Nouvel épisode dans les tensions au sein du PDCI-RDA. Ce lundi 4 mai 2026 à Abidjan, Valérie Yapo, membre du bureau politique et ancienne déléguée départementale du parti à Akoupé, a annoncé la mise en place d’un courant interne dénommé « Héritiers pour la Démocratie et la Légalité (HDL PDCI-RDA) », lors d’une conférence de presse.

Dans sa déclaration, la responsable politique a tenu à cadrer l’initiative. « Aujourd’hui, nous annonçons la création d’un courant à l’intérieur du PDCI-RDA, le mouvement Héritiers pour la Démocratie et la Légalité », a-t-elle indiqué, précisant qu’il ne s’agit ni d’une dissidence ni d’une rupture avec la direction actuelle du parti. « C’est un acte de responsabilité pour corriger de l’intérieur », a-t-elle ajouté.

Cette annonce intervient alors que le PDCI-RDA traverse une période de fortes tensions internes depuis la prise de fonction de Tidjane Thiam à sa tête en 2023. Contestations de légitimité, procédures judiciaires et divergences de gouvernance alimentent depuis plusieurs mois un climat de crispation au sein du parti.

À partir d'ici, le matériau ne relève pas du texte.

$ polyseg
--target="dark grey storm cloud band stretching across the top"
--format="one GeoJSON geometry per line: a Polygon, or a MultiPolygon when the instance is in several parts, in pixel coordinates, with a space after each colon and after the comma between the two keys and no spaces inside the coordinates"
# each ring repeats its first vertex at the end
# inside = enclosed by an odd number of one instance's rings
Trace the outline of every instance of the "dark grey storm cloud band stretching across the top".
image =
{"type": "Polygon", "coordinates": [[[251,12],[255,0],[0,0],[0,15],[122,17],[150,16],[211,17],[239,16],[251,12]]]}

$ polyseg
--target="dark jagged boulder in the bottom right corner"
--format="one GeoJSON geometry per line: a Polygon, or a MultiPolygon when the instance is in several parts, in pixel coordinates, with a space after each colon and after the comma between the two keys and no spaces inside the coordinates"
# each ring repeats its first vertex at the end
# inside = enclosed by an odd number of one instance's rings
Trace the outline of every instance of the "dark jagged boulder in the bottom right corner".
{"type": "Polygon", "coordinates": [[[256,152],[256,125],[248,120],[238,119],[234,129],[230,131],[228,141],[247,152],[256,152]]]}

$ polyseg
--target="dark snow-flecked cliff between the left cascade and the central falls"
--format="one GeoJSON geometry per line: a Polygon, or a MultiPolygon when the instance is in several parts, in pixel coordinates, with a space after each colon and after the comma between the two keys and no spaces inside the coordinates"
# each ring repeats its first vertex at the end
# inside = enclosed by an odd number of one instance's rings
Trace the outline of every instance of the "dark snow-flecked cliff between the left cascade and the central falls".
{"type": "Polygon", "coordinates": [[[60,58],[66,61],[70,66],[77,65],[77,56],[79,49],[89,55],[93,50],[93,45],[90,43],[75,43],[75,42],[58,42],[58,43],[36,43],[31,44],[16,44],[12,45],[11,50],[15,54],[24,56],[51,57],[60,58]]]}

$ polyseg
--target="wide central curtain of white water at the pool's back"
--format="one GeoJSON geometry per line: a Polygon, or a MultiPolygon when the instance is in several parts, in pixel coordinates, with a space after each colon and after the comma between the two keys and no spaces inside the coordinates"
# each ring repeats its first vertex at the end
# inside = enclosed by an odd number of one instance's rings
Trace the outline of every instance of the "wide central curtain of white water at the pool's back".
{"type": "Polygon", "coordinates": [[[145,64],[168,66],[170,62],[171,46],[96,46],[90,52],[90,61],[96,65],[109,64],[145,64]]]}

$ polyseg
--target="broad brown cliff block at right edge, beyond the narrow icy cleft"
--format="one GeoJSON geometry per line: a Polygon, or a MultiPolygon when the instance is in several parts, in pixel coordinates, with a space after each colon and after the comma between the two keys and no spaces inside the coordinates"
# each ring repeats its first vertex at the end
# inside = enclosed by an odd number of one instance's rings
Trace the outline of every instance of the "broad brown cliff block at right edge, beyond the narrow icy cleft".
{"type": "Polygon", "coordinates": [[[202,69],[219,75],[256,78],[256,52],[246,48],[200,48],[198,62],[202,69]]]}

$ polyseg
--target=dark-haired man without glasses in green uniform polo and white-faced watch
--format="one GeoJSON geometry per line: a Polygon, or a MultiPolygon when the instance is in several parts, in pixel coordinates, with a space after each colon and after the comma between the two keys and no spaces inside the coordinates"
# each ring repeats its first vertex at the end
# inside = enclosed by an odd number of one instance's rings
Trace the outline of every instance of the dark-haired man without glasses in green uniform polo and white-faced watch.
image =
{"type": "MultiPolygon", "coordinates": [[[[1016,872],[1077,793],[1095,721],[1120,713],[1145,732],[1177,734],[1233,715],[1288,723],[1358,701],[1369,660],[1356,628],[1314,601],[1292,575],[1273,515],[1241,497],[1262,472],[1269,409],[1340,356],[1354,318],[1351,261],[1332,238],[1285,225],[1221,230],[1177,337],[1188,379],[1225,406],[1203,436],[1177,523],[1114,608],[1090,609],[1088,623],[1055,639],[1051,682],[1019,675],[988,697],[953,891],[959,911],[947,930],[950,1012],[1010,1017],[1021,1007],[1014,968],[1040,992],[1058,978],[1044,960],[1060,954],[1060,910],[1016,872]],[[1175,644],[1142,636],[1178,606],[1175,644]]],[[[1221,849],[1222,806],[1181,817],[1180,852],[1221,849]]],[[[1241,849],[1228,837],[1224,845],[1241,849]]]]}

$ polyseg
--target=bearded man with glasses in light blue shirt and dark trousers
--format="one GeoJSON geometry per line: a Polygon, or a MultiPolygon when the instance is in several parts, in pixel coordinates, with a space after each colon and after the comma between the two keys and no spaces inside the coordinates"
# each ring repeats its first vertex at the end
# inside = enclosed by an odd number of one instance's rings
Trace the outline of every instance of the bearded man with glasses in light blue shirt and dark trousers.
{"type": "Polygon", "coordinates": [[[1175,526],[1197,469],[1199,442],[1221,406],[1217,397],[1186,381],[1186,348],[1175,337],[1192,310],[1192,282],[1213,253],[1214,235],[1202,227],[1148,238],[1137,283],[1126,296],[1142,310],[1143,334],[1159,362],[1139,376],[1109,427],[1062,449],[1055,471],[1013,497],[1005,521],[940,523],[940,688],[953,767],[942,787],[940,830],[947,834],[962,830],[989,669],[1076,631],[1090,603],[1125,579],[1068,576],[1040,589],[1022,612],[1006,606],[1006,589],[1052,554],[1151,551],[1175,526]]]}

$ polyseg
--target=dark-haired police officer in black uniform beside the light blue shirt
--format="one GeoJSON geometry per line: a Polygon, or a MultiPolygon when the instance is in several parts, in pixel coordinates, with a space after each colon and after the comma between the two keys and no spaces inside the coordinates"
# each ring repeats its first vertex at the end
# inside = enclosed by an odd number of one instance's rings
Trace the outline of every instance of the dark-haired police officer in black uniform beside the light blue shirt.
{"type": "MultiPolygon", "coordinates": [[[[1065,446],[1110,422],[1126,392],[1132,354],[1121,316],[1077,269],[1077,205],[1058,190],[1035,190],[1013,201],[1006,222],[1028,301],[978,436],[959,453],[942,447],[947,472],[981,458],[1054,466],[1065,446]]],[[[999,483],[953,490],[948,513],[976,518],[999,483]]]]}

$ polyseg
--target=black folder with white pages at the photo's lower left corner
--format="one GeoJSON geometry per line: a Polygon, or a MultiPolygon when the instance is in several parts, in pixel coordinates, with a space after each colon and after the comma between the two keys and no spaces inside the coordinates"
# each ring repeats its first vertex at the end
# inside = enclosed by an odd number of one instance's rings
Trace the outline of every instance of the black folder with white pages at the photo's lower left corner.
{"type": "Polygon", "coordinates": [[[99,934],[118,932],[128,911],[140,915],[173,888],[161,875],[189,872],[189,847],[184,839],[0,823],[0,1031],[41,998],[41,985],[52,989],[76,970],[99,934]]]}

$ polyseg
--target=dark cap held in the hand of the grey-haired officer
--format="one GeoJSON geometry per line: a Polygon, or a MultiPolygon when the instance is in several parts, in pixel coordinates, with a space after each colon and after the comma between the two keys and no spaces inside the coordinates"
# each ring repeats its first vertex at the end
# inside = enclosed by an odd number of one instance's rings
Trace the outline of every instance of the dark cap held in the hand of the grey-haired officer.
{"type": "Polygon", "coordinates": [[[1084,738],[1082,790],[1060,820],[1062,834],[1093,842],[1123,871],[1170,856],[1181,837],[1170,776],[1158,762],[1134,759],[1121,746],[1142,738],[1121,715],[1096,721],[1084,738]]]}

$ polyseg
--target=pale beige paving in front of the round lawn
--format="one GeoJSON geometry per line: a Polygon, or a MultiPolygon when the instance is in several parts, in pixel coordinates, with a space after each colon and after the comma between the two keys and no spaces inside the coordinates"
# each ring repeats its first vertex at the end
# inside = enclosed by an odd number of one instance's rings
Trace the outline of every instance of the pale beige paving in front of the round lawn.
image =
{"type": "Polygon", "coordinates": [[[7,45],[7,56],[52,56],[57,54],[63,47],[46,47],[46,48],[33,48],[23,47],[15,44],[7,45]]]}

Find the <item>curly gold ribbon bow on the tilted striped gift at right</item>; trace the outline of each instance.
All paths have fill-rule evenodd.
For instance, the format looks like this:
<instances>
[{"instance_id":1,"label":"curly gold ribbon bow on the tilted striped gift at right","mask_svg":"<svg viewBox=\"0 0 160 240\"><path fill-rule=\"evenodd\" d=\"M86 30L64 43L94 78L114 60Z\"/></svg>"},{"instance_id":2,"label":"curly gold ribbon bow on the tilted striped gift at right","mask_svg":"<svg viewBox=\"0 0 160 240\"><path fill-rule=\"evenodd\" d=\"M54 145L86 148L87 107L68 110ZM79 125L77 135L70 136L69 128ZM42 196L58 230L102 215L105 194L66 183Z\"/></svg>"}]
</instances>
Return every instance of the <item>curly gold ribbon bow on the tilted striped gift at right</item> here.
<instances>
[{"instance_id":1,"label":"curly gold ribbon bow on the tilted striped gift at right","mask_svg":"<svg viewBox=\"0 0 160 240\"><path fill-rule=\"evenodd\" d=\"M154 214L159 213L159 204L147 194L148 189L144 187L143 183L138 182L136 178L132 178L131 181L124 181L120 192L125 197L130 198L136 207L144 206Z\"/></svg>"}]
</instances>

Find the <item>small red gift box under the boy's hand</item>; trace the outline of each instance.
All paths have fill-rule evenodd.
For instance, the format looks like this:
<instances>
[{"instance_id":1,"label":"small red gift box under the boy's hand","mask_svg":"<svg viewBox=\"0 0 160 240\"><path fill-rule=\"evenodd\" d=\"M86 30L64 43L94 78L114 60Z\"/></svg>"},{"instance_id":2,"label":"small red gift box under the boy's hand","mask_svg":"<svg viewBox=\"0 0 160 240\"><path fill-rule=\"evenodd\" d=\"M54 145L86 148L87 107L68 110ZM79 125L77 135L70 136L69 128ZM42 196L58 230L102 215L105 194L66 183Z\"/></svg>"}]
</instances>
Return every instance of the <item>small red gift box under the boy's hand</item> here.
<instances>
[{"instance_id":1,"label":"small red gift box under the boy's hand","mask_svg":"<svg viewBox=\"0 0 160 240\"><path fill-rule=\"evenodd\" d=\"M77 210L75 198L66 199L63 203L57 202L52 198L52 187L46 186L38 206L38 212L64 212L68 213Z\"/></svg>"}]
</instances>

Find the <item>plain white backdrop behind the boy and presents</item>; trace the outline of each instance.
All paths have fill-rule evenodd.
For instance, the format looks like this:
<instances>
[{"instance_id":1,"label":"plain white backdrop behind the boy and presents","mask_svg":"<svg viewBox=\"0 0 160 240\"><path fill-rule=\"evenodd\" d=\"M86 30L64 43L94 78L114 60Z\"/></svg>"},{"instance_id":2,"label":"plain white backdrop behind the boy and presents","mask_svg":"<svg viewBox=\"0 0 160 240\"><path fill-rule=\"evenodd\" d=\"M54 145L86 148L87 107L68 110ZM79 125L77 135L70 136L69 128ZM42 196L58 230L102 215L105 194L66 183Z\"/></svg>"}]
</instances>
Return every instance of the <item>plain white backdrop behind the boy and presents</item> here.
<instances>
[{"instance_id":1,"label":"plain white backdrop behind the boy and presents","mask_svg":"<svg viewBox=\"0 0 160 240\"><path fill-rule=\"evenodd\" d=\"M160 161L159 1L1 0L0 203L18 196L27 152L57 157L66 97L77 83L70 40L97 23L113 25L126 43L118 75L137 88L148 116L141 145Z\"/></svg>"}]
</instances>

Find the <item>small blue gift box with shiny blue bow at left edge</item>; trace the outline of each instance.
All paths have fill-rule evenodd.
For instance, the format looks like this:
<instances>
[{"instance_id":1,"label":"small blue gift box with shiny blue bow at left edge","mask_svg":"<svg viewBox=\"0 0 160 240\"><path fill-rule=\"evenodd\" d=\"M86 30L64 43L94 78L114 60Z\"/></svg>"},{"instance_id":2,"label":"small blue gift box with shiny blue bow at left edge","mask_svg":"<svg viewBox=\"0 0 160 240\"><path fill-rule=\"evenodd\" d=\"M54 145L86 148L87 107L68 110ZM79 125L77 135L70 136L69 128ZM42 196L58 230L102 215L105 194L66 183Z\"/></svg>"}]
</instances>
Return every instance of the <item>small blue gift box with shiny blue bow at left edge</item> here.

Valérie Yapo justifie la création de ce courant par ce qu’elle qualifie de dysfonctionnements internes persistants. Elle évoque notamment une centralisation excessive des décisions, un affaiblissement des organes statutaires et une réduction de l’espace de débat démocratique. « Nous avons choisi une option claire : agir dans le cadre du parti et non contre lui », a-t-elle affirmé.

Elle insiste toutefois sur la loyauté de sa démarche : « Nous ne sommes pas contre le PDCI-RDA. Nous sommes pour sa refondation. »

Le mouvement HDL PDCI-RDA se donne pour mission de restaurer la démocratie interne, renforcer le respect des textes, revitaliser les instances du parti et préserver la cohésion des militants. « Il s’agit de reconstruire la confiance et de renforcer la crédibilité du parti », a expliqué Valérie Yapo.

Affirmant bénéficier du soutien de plusieurs cadres, sans les nommer, elle estime que le moment est venu d’agir pour éviter une fragilisation durable du parti. « Le silence ne peut plus être une option », a-t-elle déclaré.

Le courant se veut réformiste et refuse toute logique de confrontation. Il prône le dialogue interne, la discipline organisationnelle et la recherche de solutions consensuelles. « On ne sauve pas un parti en le fracturant, mais en le réformant de l’intérieur », a-t-elle martelé.

Dans un contexte politique déjà marqué par des rivalités internes, cette initiative pourrait relancer les débats sur la gouvernance et l’avenir du PDCI-RDA, alors que les équilibres internes restent fragiles.